第三章 行刺
莫非嫣兒與母親之間有著什麽牽連?
罷了罷了,母親的心思也不是我能參透的,還是還給嫣兒的好。
月光如水一般灑在小院裏,宛如母親的手撫摸著大地,周圍的一切都安靜而美好。
忽而看見一個黑影從空中略過,我心頭一驚,已有一把劍抵住了我的脖頸。
那人蒙著麵,眼神陰戾可怖,“藏在屋裏了,對嗎?”
我心裏一陣驚駭,他要找的是那白衣男子?
“你……說什麽?我不知道。”
那人神色間多了幾分震怒,我隻覺得頸間一陣冰涼,接著就有些疼痛傳來,一種死亡將近的危機感從心底蔓延而來。
我身形一顫,那枚藍田玉佩順勢從手中跌落下來。
正欲俯身拾起,隻見那人眼疾手快一個輕踢玉佩便輕巧的落入他手中。
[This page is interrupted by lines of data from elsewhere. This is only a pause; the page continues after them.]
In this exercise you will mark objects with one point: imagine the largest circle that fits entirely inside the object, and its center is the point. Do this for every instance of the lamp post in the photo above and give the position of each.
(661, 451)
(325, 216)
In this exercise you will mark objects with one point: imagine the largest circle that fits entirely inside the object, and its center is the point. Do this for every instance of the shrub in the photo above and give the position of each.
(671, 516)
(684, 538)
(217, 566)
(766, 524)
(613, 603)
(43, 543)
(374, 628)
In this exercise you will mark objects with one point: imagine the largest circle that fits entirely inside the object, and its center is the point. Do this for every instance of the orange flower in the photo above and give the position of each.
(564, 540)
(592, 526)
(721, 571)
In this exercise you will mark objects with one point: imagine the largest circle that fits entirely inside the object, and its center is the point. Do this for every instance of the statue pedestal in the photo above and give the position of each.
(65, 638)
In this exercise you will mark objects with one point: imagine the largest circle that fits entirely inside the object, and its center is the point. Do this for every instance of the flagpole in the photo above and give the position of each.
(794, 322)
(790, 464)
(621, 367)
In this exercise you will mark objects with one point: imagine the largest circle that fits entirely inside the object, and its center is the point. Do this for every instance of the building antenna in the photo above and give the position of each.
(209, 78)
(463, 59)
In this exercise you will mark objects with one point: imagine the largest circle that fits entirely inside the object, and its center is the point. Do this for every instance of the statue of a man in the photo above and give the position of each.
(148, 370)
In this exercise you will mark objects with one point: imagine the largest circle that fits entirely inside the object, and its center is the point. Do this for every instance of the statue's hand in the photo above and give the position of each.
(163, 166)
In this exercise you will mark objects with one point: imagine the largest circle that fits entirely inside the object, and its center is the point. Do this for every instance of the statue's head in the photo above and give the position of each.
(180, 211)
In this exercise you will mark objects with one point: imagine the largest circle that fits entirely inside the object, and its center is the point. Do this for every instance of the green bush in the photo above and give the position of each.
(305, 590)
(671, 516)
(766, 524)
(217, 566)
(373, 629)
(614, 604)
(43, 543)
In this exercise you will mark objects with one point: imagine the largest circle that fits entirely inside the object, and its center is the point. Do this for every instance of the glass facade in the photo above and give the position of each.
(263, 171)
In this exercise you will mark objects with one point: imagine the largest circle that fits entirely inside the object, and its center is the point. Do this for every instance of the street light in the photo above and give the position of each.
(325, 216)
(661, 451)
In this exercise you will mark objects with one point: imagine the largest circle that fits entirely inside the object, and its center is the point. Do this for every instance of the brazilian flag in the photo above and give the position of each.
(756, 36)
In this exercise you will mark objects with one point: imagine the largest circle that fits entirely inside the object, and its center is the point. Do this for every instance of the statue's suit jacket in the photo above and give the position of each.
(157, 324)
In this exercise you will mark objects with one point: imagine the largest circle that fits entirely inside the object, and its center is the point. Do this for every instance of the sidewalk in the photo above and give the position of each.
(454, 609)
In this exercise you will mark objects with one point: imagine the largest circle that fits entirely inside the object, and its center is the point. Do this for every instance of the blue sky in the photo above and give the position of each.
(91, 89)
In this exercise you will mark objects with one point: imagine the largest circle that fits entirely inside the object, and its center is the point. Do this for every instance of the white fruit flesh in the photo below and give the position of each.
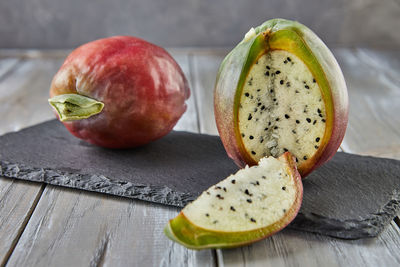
(254, 197)
(281, 108)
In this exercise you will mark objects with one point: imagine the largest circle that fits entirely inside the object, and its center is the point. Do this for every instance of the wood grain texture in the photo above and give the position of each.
(374, 91)
(204, 68)
(18, 198)
(293, 248)
(74, 228)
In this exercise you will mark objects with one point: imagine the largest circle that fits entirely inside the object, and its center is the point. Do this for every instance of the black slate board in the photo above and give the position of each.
(349, 197)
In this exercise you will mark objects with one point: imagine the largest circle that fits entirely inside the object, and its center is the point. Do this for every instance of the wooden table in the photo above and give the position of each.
(46, 225)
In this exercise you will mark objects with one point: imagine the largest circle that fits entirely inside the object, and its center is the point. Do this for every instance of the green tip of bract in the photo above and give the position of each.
(72, 107)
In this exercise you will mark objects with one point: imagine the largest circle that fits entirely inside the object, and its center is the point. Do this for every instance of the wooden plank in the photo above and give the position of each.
(374, 90)
(204, 68)
(22, 85)
(75, 228)
(6, 66)
(289, 247)
(293, 248)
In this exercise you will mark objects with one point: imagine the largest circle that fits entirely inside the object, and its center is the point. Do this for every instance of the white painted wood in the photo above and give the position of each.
(76, 228)
(17, 202)
(204, 68)
(373, 81)
(22, 84)
(6, 66)
(295, 248)
(24, 94)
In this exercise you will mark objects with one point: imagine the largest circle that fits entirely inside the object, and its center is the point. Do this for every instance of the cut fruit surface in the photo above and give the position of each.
(281, 89)
(281, 108)
(245, 207)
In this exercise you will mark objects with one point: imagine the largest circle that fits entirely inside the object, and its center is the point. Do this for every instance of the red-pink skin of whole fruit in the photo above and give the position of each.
(142, 87)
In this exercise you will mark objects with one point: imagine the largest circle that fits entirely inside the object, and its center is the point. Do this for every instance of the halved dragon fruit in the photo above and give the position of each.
(247, 206)
(279, 90)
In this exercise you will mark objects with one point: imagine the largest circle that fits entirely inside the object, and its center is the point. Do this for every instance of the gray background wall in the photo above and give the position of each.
(68, 23)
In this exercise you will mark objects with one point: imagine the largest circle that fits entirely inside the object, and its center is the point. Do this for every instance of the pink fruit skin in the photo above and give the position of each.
(142, 87)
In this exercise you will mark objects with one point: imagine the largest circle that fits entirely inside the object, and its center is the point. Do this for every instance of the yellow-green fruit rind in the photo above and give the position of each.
(183, 231)
(280, 34)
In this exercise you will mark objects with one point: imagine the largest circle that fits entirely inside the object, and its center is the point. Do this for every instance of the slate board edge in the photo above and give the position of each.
(96, 183)
(349, 229)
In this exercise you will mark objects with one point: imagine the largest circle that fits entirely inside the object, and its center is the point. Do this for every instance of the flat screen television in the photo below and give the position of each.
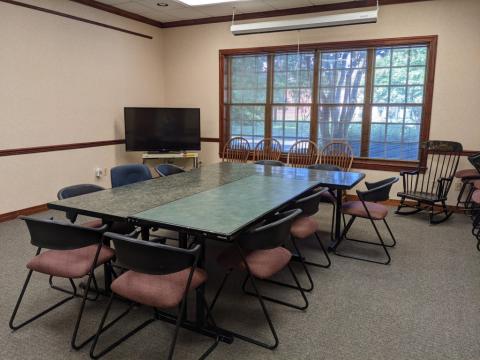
(162, 129)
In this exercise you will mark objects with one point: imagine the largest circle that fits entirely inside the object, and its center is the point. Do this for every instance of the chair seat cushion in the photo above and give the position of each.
(476, 184)
(160, 291)
(304, 227)
(262, 263)
(356, 208)
(69, 263)
(466, 173)
(96, 223)
(421, 196)
(117, 227)
(476, 197)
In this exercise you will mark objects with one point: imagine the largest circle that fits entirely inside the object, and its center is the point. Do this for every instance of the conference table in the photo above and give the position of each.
(213, 203)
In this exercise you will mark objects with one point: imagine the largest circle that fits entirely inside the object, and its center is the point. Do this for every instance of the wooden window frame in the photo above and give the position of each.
(359, 163)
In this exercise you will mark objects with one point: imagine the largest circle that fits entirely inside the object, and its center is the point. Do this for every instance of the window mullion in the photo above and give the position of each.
(367, 106)
(314, 111)
(268, 104)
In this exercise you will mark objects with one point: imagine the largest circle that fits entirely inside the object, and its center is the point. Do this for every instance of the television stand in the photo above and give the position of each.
(179, 155)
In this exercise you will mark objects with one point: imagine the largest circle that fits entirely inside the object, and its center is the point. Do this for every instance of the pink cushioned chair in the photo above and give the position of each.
(73, 252)
(158, 276)
(260, 253)
(367, 208)
(305, 227)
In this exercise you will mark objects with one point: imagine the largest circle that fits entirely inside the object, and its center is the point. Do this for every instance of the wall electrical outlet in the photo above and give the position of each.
(99, 172)
(458, 186)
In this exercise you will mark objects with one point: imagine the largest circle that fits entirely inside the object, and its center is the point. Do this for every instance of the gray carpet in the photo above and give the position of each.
(425, 305)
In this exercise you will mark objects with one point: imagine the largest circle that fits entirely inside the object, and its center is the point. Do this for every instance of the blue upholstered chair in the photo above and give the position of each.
(128, 174)
(168, 169)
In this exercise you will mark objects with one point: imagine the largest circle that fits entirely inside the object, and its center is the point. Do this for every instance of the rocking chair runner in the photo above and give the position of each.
(430, 188)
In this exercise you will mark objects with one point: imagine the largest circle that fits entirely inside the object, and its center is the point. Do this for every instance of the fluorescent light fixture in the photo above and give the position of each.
(360, 17)
(204, 2)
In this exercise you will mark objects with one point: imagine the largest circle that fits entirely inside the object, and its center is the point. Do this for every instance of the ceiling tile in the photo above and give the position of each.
(172, 4)
(287, 4)
(134, 7)
(184, 13)
(176, 10)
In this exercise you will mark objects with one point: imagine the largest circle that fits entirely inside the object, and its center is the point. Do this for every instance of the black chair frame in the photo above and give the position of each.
(155, 259)
(267, 235)
(329, 167)
(378, 191)
(430, 188)
(50, 234)
(309, 206)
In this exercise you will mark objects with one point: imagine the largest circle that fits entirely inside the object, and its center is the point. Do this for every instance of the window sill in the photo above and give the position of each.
(384, 165)
(368, 164)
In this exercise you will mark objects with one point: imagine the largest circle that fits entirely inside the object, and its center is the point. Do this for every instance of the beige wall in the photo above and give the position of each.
(191, 63)
(63, 81)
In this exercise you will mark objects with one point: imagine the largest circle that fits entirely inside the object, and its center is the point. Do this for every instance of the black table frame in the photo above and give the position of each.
(201, 236)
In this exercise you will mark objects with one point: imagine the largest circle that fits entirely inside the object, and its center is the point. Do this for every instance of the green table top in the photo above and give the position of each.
(125, 202)
(227, 209)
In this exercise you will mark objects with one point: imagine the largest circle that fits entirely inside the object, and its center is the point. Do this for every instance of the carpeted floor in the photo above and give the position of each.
(425, 305)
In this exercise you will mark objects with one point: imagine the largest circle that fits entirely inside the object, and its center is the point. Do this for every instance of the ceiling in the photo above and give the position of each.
(177, 11)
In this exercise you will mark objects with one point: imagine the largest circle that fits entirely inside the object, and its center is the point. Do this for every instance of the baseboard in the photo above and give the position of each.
(27, 211)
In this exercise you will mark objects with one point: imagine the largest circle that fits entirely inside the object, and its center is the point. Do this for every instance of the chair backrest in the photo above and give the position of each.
(309, 204)
(377, 191)
(270, 162)
(302, 154)
(442, 158)
(326, 167)
(56, 235)
(337, 153)
(128, 174)
(475, 161)
(267, 149)
(236, 149)
(271, 233)
(77, 190)
(152, 258)
(168, 169)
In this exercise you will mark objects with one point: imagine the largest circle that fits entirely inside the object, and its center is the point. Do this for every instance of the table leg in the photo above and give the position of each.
(338, 221)
(200, 291)
(145, 233)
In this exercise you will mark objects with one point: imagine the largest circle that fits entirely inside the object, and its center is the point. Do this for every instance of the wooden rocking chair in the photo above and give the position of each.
(429, 187)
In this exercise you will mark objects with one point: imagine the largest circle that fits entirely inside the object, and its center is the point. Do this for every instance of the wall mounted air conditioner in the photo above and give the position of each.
(361, 17)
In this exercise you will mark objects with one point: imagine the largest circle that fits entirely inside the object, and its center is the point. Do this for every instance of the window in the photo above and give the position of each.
(372, 94)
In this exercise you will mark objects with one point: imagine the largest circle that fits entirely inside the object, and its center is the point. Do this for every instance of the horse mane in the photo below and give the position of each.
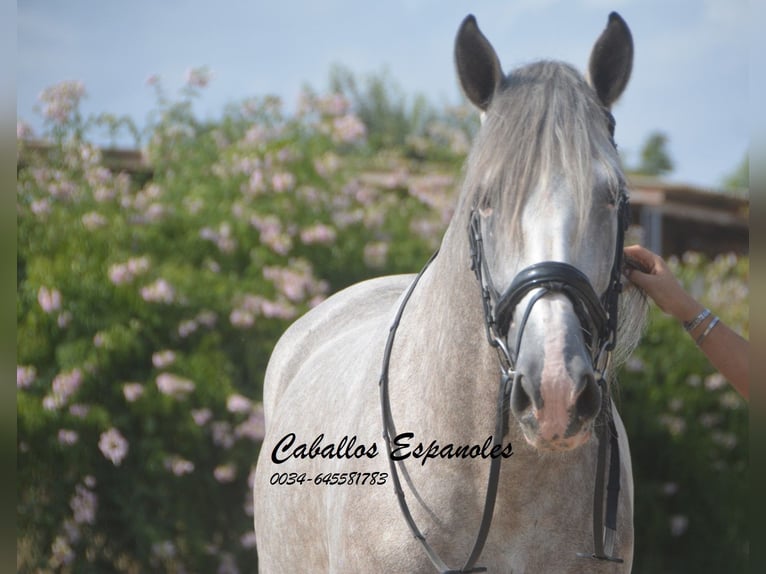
(544, 121)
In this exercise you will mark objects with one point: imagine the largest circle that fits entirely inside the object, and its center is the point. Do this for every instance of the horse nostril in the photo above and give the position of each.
(520, 399)
(589, 400)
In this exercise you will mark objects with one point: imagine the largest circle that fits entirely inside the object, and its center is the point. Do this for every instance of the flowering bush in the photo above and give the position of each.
(148, 304)
(689, 434)
(147, 309)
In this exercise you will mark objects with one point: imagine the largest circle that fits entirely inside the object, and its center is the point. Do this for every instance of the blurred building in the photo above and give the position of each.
(676, 218)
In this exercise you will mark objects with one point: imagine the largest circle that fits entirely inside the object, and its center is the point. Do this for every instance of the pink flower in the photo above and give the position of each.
(375, 254)
(174, 386)
(201, 416)
(64, 319)
(238, 404)
(225, 473)
(23, 130)
(319, 233)
(198, 77)
(334, 105)
(40, 207)
(158, 292)
(61, 100)
(162, 359)
(25, 376)
(93, 220)
(79, 411)
(282, 181)
(120, 273)
(113, 446)
(49, 299)
(132, 391)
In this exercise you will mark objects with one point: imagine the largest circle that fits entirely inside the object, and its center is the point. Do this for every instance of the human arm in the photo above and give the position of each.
(727, 351)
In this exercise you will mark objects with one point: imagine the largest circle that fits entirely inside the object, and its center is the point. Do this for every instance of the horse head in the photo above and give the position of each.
(544, 198)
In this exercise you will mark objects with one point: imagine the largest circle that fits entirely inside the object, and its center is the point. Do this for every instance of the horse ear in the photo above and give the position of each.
(611, 60)
(478, 66)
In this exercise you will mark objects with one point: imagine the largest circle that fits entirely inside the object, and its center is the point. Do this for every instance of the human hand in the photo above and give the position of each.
(650, 272)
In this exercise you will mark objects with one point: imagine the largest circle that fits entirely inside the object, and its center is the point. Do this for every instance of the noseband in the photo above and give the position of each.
(597, 315)
(598, 319)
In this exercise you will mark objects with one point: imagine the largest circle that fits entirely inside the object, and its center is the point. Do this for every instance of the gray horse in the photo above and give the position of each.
(542, 184)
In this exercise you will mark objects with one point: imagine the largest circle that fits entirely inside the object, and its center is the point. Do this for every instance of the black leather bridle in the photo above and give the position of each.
(598, 318)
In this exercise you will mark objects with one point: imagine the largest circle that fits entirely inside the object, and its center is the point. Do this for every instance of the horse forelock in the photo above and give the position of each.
(544, 123)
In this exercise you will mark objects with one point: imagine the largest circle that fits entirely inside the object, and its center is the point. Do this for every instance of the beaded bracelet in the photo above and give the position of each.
(709, 328)
(691, 325)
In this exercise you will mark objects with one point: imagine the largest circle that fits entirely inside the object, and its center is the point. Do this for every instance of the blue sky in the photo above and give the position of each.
(690, 76)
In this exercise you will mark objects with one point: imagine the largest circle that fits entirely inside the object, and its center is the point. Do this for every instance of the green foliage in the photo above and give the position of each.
(689, 435)
(147, 310)
(417, 128)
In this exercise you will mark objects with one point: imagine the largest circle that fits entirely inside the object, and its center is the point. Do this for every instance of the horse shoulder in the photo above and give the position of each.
(370, 299)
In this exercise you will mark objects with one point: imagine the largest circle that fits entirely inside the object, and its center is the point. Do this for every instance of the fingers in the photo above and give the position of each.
(643, 259)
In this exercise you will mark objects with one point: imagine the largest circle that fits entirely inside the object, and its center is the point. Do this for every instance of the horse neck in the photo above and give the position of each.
(442, 346)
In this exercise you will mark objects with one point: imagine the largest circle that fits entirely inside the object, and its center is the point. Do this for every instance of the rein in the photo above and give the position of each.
(598, 318)
(389, 432)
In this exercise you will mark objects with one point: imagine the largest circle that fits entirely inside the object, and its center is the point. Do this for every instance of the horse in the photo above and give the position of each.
(389, 406)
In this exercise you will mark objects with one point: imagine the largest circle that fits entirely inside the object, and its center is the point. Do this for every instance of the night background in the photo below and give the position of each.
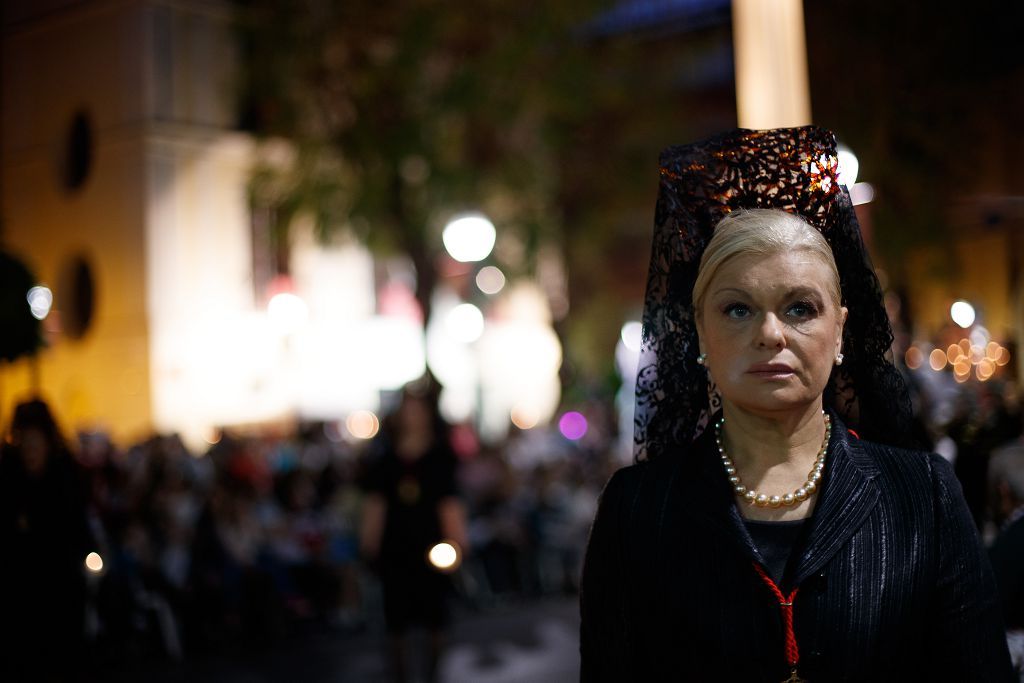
(225, 262)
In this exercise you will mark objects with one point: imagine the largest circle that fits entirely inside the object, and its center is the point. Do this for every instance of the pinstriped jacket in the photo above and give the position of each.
(894, 584)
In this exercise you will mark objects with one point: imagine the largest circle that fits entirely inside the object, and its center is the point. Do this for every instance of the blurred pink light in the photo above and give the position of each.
(572, 425)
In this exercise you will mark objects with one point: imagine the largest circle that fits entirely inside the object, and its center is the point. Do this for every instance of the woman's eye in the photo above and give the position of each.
(803, 309)
(737, 311)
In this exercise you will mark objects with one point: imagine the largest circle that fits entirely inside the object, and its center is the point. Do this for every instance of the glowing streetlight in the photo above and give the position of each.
(963, 313)
(363, 424)
(848, 166)
(469, 238)
(632, 335)
(491, 280)
(444, 556)
(40, 299)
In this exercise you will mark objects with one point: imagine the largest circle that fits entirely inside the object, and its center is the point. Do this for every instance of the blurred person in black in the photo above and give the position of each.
(44, 537)
(1006, 481)
(412, 505)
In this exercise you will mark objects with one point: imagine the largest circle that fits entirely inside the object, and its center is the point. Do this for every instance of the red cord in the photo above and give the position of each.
(785, 604)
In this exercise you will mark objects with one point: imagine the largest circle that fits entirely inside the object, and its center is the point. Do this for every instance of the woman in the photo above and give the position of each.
(412, 503)
(759, 539)
(44, 539)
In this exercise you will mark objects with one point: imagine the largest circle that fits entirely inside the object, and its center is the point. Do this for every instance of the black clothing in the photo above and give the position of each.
(790, 169)
(775, 542)
(413, 590)
(894, 585)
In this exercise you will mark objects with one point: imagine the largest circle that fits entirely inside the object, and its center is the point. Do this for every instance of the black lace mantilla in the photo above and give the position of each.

忽而神色複雜起來,疑惑的望著我。
“你是……說,這玉哪來的?”
此刻,我知道我的命就掌握就掌握在這塊玉佩中,卻不知如何應答,隻怕一個不小心就成了刀下亡魂。
我驚恐的深深吐出一口氣,依舊默不作聲。
誰知那人神情竟激動起來,我正不明所以,他已經掏出一塊錦帕替我擦拭頸間的血漬。
傷口處一陣刺痛,我皺著眉頭隱忍卻不肯發出聲音,生怕吵醒了母親和嫣兒。
那人神情複雜難懂,但是透過他的眼睛,我仿佛看到了一種叫做自責的東西。
怪人,這是我一天中遇到的第二個怪人。
新月清涼如水般灑在那人冷俏的臉上,那人眼眸深邃,似鏡湖深處泛起了波瀾。
借著朦朧的月光,我看到那人此刻眼中戾氣盡消滿是溫情,濃稠細密的睫毛映襯著如墨般漆黑的眼眸,溫柔而迷離,泛著漩渦,仿佛看上一眼便會被吸進去。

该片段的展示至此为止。